Böylelikle maketi de hazır bir proje 10 dakikada öldü.
Sadece bu değil, günlerini vererek ve pek çok kişiyle görüşerek hazırladığı genel bir gazete - dergi stratejisi de hiç uygulanmadı.
Niye ayrılan ben olayım ki?
"Peki arkadaşın bütün bunlara niye tahammül etmek durumunda kaldı" diye sorabilirsiniz.
Doğal olarak ben de aynı soruyu arkadaşıma da sordum. O da "onların hatalarından kaynaklanan sorunlardan niye ben gideyim" dedi. Sıfırdan çıkıp iş aramak kolay bir şey değildi. Hem de yaşı kemale ermiş üst düzey bir yönetici için...
Buradan işten çıkartırlarsa hiç olmazsa tazminat alırım" dedi. Kendisinden önceki yöneticiler de belli ki onun gibi düşünüyorlardı. Sonuçta böyle bir kadrodan iyi bir iş beklemek mümkün değildi.

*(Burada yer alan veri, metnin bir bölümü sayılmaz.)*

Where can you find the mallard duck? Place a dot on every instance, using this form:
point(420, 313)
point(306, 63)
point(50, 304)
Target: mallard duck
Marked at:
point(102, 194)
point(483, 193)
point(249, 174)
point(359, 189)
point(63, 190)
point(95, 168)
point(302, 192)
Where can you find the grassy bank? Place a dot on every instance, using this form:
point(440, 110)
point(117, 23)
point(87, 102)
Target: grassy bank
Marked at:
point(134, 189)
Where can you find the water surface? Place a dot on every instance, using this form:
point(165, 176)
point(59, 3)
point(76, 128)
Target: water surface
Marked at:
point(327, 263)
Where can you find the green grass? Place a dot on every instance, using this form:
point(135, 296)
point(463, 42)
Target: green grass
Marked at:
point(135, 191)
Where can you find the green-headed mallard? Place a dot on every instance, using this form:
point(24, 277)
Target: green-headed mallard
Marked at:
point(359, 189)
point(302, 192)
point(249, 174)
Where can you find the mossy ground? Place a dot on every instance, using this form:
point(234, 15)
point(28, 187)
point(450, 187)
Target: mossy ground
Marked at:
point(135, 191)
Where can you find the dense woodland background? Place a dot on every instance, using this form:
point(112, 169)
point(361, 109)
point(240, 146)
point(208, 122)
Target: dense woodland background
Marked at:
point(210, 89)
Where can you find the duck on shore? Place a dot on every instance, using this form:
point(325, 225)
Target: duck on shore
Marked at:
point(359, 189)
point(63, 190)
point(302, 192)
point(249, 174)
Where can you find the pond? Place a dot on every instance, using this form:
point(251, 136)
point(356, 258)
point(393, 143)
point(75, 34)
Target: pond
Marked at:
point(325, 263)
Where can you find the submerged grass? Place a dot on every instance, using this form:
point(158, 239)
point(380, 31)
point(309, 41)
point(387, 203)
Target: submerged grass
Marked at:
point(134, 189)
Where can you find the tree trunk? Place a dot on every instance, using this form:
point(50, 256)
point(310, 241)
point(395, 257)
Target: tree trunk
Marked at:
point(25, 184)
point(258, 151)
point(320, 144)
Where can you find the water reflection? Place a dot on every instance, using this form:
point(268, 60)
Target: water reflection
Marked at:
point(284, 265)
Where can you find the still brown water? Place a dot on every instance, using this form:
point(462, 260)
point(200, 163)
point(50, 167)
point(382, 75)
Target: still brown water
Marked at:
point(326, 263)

Anlattığı birkaç ilginç örnek daha vardı. Örneğin işe başladığının üçüncü haftasında iş yerinin restoranında yemek yerken telefon çalmış.

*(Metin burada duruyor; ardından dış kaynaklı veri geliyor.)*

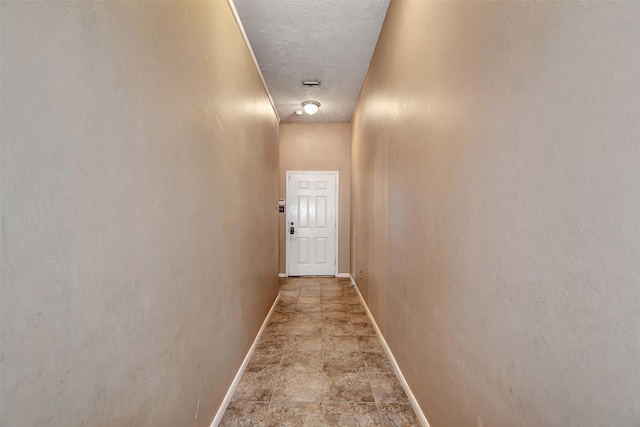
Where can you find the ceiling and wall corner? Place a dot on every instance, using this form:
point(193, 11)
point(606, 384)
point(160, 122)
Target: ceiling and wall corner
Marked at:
point(330, 41)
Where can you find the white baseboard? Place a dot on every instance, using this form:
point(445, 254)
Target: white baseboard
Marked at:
point(414, 403)
point(245, 362)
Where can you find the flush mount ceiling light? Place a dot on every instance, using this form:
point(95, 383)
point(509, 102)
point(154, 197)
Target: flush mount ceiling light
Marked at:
point(311, 107)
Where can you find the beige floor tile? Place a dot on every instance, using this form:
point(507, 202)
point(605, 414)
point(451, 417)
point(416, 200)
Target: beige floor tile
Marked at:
point(337, 343)
point(306, 328)
point(245, 414)
point(319, 361)
point(302, 361)
point(334, 306)
point(309, 317)
point(353, 387)
point(342, 362)
point(304, 343)
point(287, 414)
point(351, 414)
point(308, 308)
point(309, 299)
point(298, 387)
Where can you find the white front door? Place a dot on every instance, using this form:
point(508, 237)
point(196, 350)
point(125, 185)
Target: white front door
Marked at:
point(312, 207)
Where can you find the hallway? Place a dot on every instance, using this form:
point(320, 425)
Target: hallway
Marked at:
point(488, 212)
point(319, 362)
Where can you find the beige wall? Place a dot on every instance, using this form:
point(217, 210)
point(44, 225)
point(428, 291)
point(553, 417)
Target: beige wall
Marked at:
point(318, 146)
point(496, 201)
point(139, 238)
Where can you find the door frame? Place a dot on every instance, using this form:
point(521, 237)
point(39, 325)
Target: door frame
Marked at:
point(286, 217)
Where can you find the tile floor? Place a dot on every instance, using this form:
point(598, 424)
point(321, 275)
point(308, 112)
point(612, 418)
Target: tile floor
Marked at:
point(319, 363)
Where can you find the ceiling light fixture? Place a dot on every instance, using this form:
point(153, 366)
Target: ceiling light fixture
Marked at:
point(311, 107)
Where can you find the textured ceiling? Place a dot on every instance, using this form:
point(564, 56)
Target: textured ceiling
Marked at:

Telefonun diğer hattında CEO varmış. Aynen şunu söylemiş: "Ben senin bu ay çıkardığın ekonomi dergisini beğenmedim. Şu anda yanımda pazarlama müdürü var o da hiç beğenmemiş."
CEO ile yemekhanede muhabbet
Arkadaşım hayli şaşırmış. Normalde şöyle olması gerekir diye düşünmüş. "Bir CEO, cep telefonuyla konuşmak yerine odasına çağırır, sonra da münasip bir dille dergide nereleri beğenmediğini söyler, gerekirse pazarlama müdürünü de izin alarak davet eder. Bu kadar önemli bir şey yemekhane gürültüsünde cep telefonunda konuşulur mu?"
Geçen gün buna benzer 10 civarında hikâye anlattı arkadaşım.
İşin ilginci, arkadaşım, her şeye rağmen, son çalıştığı yerin, çalıştığı pek çok şirkete göre daha iyi olduğunu belirtiyor. Daha önce çalıştığı yerlerden örnekler veriyor. Bir keresinde 19 çalışanın 14'ünün - maaş alamadıkları için - bir ay içinde gittiğini ve yerine kimse alınmadığını... O zaman yönetici kademesindeki herkese birer e-posta atarak durumu anlatmışsa da hiçbirinden cevap alamamış.
Neyse, arkadaşım şu anda çok rahat. O stresli hava üzerinden gitmiş. Bakışları bile değişmiş.
Huzurlu görünüyor. Şimdilik kendisini birkaç ay götürecek bir tazminatı var. Ondan sonra mı?
Bunca yıl strese karşı dayanıklılık kazandığı için işsiz kalmaz diye düşünüyorum.